12. АМЕРИКА ДЛЯ ЖЕНЩИН

Постепенно стали появляться возможности эмигрировать. Англия, Канада, Австралия начали принимать молодых, не успевших обзавестись семьей рабочих, главным образом на такие работы, от которых отказывались собственные граждане. Семьи снова стали делиться. Моя двоюродная сестра Астрида, которой исполнилось восемнадцать, уехала одна в Канаду, в качестве прислуги. Через несколько месяцев она вышла замуж за латышского парня, складского рабочего. Кроме ее хозяев канадцев, на церемонии регистрации брака никого больше не было, на следующее утро она уже приступила к своим обязанностям — мыла посуду и стелила постели. Один из двоюродных братьев уехал в Англию на шахту.

Стала принимать иммигрантов и Америка, но тоже только молодых и крепких мужчин, не обремененных ни детьми, ни болезнями, ни стариками. Бабушке, которая опять жила с нами, эмигрировать с нашей семьей не разрешили, так как Америка принимала одного иждивенца на одного трудоспособного. И снова бабушка уговаривала всех уезжать, так как она, мол, уже свою жизнь прожила. Но ведь мы не бросили ее даже когда пришли русские солдаты, как же оставим теперь?

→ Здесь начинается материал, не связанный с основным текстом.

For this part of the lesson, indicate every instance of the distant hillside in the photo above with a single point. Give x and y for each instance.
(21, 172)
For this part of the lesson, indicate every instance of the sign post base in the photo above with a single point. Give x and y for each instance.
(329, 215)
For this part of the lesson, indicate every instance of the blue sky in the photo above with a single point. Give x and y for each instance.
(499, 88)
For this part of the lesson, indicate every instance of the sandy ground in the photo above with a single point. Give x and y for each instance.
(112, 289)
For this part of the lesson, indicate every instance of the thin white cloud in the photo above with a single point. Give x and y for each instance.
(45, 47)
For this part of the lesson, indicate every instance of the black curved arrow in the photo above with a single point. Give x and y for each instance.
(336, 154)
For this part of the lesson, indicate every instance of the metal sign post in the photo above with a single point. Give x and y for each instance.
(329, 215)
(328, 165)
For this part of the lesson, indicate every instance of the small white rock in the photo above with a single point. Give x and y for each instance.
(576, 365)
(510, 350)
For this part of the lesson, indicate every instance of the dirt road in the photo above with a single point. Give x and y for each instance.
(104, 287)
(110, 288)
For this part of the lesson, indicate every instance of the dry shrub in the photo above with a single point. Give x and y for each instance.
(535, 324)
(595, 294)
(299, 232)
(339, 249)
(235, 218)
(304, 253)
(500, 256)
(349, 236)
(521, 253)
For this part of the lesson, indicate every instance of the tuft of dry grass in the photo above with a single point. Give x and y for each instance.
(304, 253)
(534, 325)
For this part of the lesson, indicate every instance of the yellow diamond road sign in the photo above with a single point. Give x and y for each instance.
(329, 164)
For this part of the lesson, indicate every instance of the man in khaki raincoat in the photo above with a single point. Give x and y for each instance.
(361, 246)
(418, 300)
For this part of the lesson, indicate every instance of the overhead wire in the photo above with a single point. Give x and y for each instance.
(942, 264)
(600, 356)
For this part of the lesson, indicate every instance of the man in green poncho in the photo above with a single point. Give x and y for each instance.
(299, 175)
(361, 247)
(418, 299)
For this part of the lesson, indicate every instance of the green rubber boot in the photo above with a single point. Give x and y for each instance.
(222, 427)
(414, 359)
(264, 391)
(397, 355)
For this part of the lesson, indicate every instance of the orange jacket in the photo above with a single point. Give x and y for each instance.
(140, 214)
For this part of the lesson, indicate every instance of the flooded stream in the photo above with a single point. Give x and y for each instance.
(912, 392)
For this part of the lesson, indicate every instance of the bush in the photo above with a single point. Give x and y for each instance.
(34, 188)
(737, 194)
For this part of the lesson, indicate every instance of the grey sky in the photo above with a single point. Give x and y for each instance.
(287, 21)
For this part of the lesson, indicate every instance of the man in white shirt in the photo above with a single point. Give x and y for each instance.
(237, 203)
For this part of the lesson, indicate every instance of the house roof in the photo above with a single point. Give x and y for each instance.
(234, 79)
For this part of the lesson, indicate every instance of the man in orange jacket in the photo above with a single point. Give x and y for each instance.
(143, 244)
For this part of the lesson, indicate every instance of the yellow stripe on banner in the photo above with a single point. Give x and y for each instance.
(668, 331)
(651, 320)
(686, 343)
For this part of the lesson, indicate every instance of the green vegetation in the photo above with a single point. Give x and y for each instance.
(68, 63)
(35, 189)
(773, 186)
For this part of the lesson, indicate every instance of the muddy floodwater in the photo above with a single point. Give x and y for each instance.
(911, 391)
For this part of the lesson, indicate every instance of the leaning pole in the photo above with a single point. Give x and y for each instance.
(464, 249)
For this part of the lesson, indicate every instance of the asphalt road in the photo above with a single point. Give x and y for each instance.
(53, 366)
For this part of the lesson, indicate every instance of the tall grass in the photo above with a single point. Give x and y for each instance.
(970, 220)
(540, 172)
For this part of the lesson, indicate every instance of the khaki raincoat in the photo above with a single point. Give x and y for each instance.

Будущее в лагерях представало мрачным и беспросветным, и мои родители испытывали чувство вины от того только, что просто допустили мысль уехать без бабушки. Как только дядя Яша и тетя Зента, у которых была одна дочь, оказались в Соединенных Штатах, они тут же принялись утрясать многочисленные формальности, чтобы взять бабушку к себе. Гарантий, что это удастся, не было никаких, но все же появилась хоть какая-то надежда, а значит, и у моих родителей открывалась перспектива эмигрировать.

Вообще-то слово «эмиграция» никто никогда не употреблял. В большинстве случаев люди говорили — отправиться в «далекое изгнание», что означало переселиться в Америку. Большинство латышей мечтали вернуться в Латвию, мечтали о временах, когда Латвия снова станет свободной, огорчались, что из Европы приходится перебираться на другой континент и тогда уж возвращение в Латвию станет совсем маловероятным. Даже сегодня самое ходовое слово среди американских латышей — «изгнание», а не «эмиграция».

Прежде чем получить разрешение на въезд в Америку, предстояло найти поручителя, который бы гарантировал вновь прибывшему работу и жилье, чтобы тот не стал обузой для общества. Затем пропускали сквозь политическое сито — отсеивали нацистов и коммунистов и тех, кто был членом организации, связанной с этими партиями. Повторно проверяли здоровье, психическую полноценность желающих въехать в страну.

Напряжение в лагере становилось непереносимым. Сама мысль, что снова придется расставаться — с семьей, с друзьями, — будоражила, к этому добавлялись бесконечные проверки, о результатах которых нам часто не сообщали. Умение читать и считать, зубы, глаза, уши, кожа и все полости человеческого тела проверялись еще и еще раз, снова и снова. Затемнение в легких или частичная глухота могли означать, что человек останется в лагере на всю жизнь.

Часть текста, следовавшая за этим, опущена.